AMY GOODMAN: What do you tell your children?
ADHYL POLANCO: I—they’re not old enough to have that conversation. I did have it with my 10-year-old. And like I said, it’s a conversation that unfortunately only some of us have to have with our kids. It’s not everybody who has to have this same conversation. Stop-and-frisk works great, it works beautifully—with white people. You know why it works so well? There’s a study out there that said that white people, when stopped, are way far more likely to have drugs or contraband on them. You know why? Because the caution is taken before stopping them. You’re not stopping them because they walk on the corner. You’re not stopping them because they’re coming from school. You are taking your time, and you have a reason to stop them. Stop-and-frisk will work beautifully if instead of 700,000 stops, you get 100,000 stops. But what is going to be your outcome rate is going to be a lot greater, because you are taking the time to police. You are taking the time to do observation.
And a lot of cops say Bloomberg is a sucker, because they go out there and they grab the first guy at the corner two hours before tour. They want to make overtime, which is not honest at all. A lot of cops want to—it’s easy. It’s the easiest way to be a cop, is to go out there and pick whoever’s at the corner, bring him back, instead of being a real cop, where you go, you interact with your community, they tell you who the drug dealers are. It takes time for you to know who’s who. But the police department don’t want time; they want numbers, and they want them right away.
AMY GOODMAN: Can you just briefly summarize the case of Officer Adrian Schoolcraft, what happened to him?
ADHYL POLANCO: Adrian Schoolcraft, almost at the same time that I spoke up, he did the same thing. He did some recordings. I was not aware. I don’t know him. And one day—I don’t know the whole full story—they went to his house, and they put him in a psych ward and did not even notify his family that he was in a psych ward for three days.
AMY GOODMAN: So he couldn’t reach his father.

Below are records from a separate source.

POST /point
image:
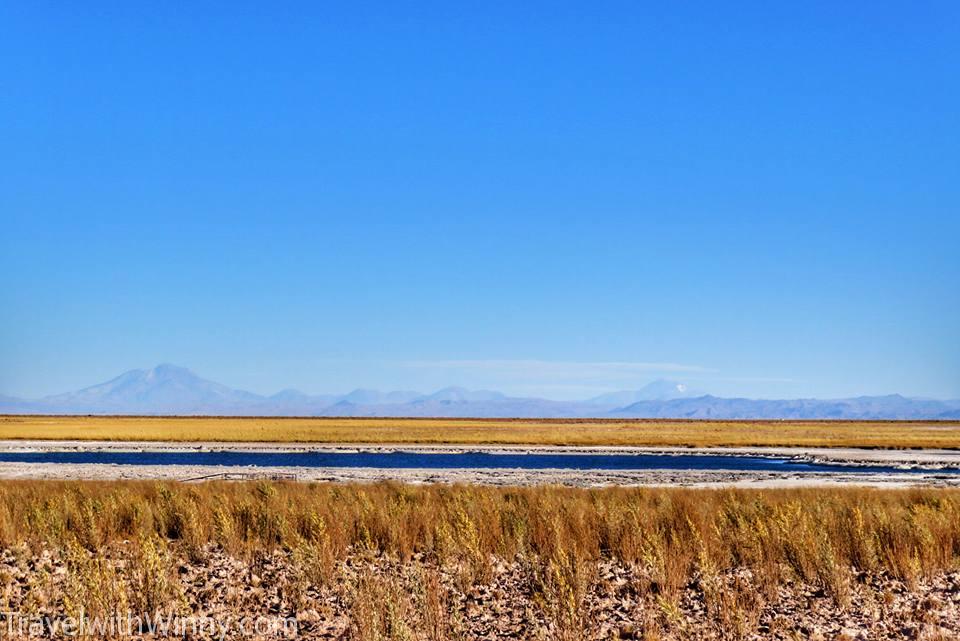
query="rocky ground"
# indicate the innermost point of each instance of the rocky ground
(367, 597)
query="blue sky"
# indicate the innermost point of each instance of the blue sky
(559, 199)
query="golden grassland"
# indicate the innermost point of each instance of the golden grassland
(827, 538)
(683, 433)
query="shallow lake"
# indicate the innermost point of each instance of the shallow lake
(448, 460)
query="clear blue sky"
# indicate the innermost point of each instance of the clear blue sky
(547, 198)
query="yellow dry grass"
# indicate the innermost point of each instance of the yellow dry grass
(870, 434)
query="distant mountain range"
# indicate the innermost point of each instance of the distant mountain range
(172, 390)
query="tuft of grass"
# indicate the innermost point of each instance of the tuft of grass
(639, 432)
(123, 541)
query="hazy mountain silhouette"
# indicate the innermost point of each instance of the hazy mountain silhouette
(171, 390)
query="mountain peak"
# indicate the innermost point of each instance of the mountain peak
(658, 390)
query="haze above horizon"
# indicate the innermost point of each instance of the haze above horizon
(757, 200)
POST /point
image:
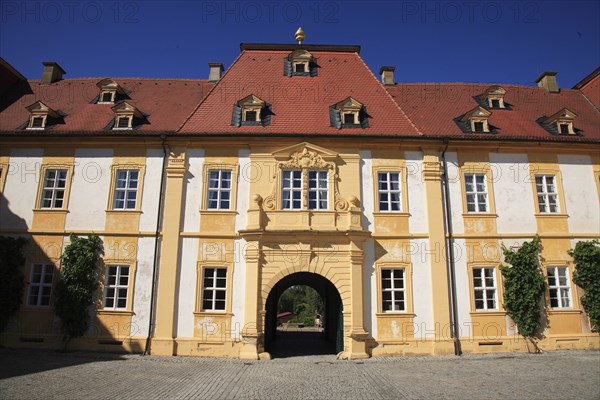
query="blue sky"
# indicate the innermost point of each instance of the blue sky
(504, 41)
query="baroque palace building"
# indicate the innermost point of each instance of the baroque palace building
(298, 166)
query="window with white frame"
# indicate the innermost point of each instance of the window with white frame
(40, 285)
(126, 187)
(317, 190)
(116, 287)
(219, 189)
(214, 289)
(389, 191)
(484, 285)
(547, 193)
(558, 284)
(291, 189)
(393, 290)
(53, 192)
(476, 191)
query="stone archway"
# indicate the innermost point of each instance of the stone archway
(330, 341)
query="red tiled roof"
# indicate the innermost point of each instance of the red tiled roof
(433, 107)
(300, 104)
(166, 102)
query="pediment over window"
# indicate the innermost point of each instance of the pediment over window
(476, 120)
(251, 110)
(110, 91)
(494, 97)
(300, 63)
(41, 116)
(348, 113)
(561, 122)
(127, 116)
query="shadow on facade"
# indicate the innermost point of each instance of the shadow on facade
(283, 344)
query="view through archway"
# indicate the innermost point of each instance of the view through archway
(303, 317)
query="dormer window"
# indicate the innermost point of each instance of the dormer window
(126, 116)
(110, 91)
(348, 113)
(250, 111)
(494, 97)
(41, 116)
(300, 63)
(561, 122)
(476, 120)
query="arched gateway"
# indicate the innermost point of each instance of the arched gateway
(330, 341)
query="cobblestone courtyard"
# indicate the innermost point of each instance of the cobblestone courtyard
(41, 374)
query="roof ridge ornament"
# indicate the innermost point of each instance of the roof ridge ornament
(300, 35)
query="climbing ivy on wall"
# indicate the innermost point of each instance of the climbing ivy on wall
(77, 281)
(524, 287)
(586, 256)
(12, 280)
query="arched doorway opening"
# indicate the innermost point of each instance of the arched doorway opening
(288, 344)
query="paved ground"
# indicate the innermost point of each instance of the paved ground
(36, 374)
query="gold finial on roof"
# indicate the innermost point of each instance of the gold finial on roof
(300, 35)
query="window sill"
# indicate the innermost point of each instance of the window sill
(551, 215)
(115, 312)
(217, 313)
(564, 311)
(395, 314)
(51, 210)
(479, 215)
(490, 312)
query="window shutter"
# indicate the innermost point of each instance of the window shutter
(236, 116)
(335, 119)
(287, 67)
(363, 117)
(314, 68)
(266, 115)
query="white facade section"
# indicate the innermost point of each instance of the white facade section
(366, 170)
(154, 161)
(455, 184)
(90, 189)
(369, 276)
(421, 288)
(463, 299)
(192, 191)
(243, 191)
(581, 193)
(188, 271)
(370, 288)
(238, 288)
(416, 192)
(513, 193)
(20, 188)
(142, 287)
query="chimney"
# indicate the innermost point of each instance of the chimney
(387, 75)
(216, 70)
(547, 80)
(52, 72)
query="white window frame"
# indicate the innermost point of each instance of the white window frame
(544, 195)
(388, 191)
(209, 292)
(127, 189)
(396, 294)
(292, 189)
(220, 190)
(473, 195)
(46, 270)
(561, 291)
(321, 193)
(50, 192)
(116, 287)
(488, 292)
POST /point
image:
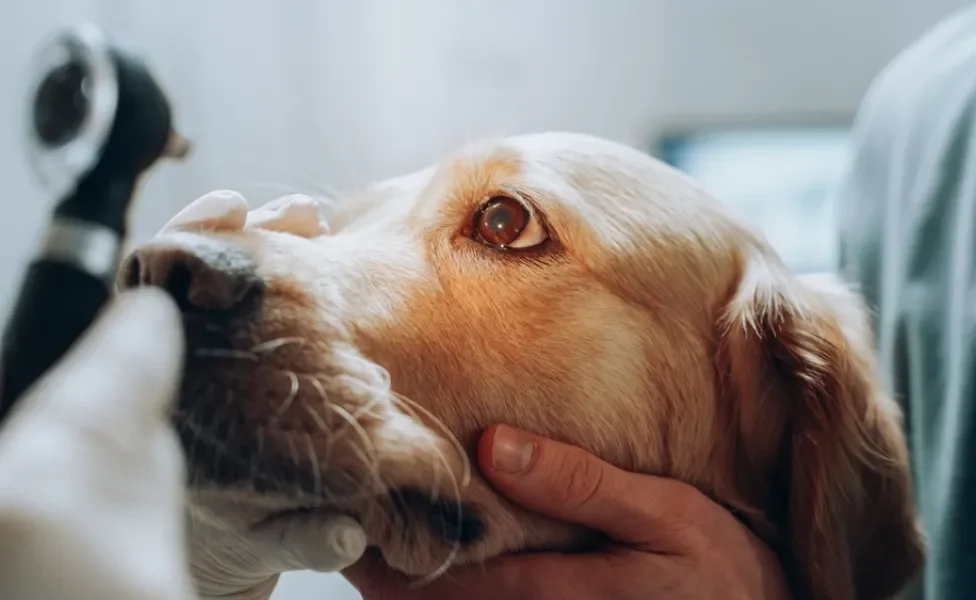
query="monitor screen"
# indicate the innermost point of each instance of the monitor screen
(782, 179)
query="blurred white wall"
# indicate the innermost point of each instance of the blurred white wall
(301, 95)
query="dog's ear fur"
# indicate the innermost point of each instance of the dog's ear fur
(812, 424)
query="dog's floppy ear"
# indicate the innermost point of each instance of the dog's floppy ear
(815, 427)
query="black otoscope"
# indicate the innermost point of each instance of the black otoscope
(98, 121)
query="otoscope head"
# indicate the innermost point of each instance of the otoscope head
(97, 115)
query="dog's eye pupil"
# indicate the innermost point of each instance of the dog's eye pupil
(501, 221)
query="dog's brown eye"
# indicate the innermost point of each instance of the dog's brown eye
(505, 222)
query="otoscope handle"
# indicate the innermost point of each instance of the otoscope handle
(100, 103)
(57, 304)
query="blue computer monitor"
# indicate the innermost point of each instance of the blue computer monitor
(781, 178)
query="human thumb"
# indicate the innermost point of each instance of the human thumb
(569, 484)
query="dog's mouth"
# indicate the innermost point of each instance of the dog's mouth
(270, 434)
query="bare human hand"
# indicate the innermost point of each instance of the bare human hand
(670, 540)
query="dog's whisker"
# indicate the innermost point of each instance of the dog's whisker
(292, 394)
(354, 425)
(317, 418)
(316, 467)
(446, 432)
(272, 345)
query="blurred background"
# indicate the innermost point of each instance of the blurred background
(753, 97)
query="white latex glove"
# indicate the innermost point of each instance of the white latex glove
(246, 567)
(92, 481)
(91, 474)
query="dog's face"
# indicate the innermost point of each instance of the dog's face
(563, 284)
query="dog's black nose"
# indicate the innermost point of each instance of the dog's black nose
(199, 272)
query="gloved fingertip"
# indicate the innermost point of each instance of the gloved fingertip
(348, 541)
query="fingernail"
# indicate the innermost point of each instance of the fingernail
(511, 450)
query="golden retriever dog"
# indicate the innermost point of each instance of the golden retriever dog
(560, 283)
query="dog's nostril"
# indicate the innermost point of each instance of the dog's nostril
(178, 284)
(197, 273)
(449, 520)
(130, 273)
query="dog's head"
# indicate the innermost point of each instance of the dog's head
(560, 283)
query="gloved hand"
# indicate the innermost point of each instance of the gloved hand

ADHYL POLANCO: He couldn’t reach his father. He couldn’t do anything. And they’re still justifying everything. And those people that did that against him, there’s no accountability. Nothing happens to them.
AMY GOODMAN: And is Schoolcraft an officer today?
ADHYL POLANCO: No, he left. He left.
AMY GOODMAN: Are you concerned about continuing to speak out? Even after your years suspended with pay, you’re back on the force.
ADHYL POLANCO: I’m not giving up. I’m not giving up. Nobody’s speaking for us. I started talking against stop-and-frisk when nobody was involved, absolutely nobody.
AMY GOODMAN: That was New York Police Officer Adhyl Polanco. He was suspended with pay for more than three years after he began speaking out against the New York Police Department’s stop-and-frisk procedures. He testified in the recent stop-and-frisk trial here in New York. He’s now back as an active-duty police officer, though on modified assignment.